Step One: (1) “What do you do when you pray? O Lord manage me, for I cannot manage myself.” (2) “Surrender is an act of will.”
Step Two: (1) “Paul speaks of a wish toward good, but power to carry it out is lacking. A stronger power than his was needed. God provided the power through Christ, so that we could find a new kind of relationship with God. Christ gives us the power, we appropriate it. It is not anything that we do ourselves; but it is the appropriation of a power that comes from God that saves us from sin and sets us free.” (2) “2nd step. To get in right relationship with God.”
Step Three: (1) “Try to bring a person to a decision to “surrender as much of himself as he knows to as much of God as he knows.” Stay with him until he makes a decision and says it aloud.” (2) “Surrender is a complete handing over of our wills to God, a reckless abandon of ourselves, all that we have, all that we think that we are, everything we hold dear, to God to do what he likes with.”

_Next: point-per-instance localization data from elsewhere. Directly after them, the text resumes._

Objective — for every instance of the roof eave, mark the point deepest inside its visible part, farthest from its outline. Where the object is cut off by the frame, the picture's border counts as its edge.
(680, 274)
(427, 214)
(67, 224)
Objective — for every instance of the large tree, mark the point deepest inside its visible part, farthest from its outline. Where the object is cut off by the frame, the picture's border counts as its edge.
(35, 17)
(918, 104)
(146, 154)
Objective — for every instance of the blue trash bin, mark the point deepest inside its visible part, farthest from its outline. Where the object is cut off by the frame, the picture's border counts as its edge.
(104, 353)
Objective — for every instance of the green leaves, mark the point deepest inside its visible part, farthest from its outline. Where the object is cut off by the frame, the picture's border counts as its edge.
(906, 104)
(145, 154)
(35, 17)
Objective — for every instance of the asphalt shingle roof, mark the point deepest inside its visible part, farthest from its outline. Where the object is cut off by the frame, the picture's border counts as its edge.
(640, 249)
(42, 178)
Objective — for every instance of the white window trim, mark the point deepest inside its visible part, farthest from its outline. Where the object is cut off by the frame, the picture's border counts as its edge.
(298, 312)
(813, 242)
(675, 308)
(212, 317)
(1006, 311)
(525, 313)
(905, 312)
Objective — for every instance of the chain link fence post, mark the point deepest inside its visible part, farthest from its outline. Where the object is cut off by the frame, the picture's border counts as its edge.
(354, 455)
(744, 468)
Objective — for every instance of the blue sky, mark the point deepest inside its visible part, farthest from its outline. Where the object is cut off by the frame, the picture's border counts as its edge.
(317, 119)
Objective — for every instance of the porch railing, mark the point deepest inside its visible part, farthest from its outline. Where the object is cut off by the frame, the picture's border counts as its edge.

Step Four: (1) “Why are people so afraid to face their deepest problems? Because they think there is no answer. When they learn there is one, they will believe it can work out for them, and they will be really honest about themselves. . . . It is absolutely necessary to face people with the moral test.” (2) “It’s not self-examination but God’s examination.” (3) “Who checks another checks himself. If I have an urge to check because of personal feelings, I am not seeing in light of Christ’s love. Criticism born of my own projection. Something wrong in me. Unless I can crystallize the criticism, I had better look for mote in my eye” [See Matthew 7:1-5] (4) “Basis of an interview. Is a challenge on the four standards. . . . Make a list. Help them to make a list of things. . . . Am I ready to write then down and willing?” (5) “Why I had been absolutely honest but not living.” (6) “Resentments to be faced and set right.” (8) “Restitution to be made.” (9) “Follow Christ’s absolute commandment” [to love] (9) “Emotion—anger, irritability, envy, jealously, hurt feelings, self-pity.” (9) “Fears—of inefficiency, incompetence, failing powers of application and success… of infection, or serious illness…and of your secret self, of discouragement, and public speaking” (10) “Fear and worry are atheism.” (11) “Telling a lie.”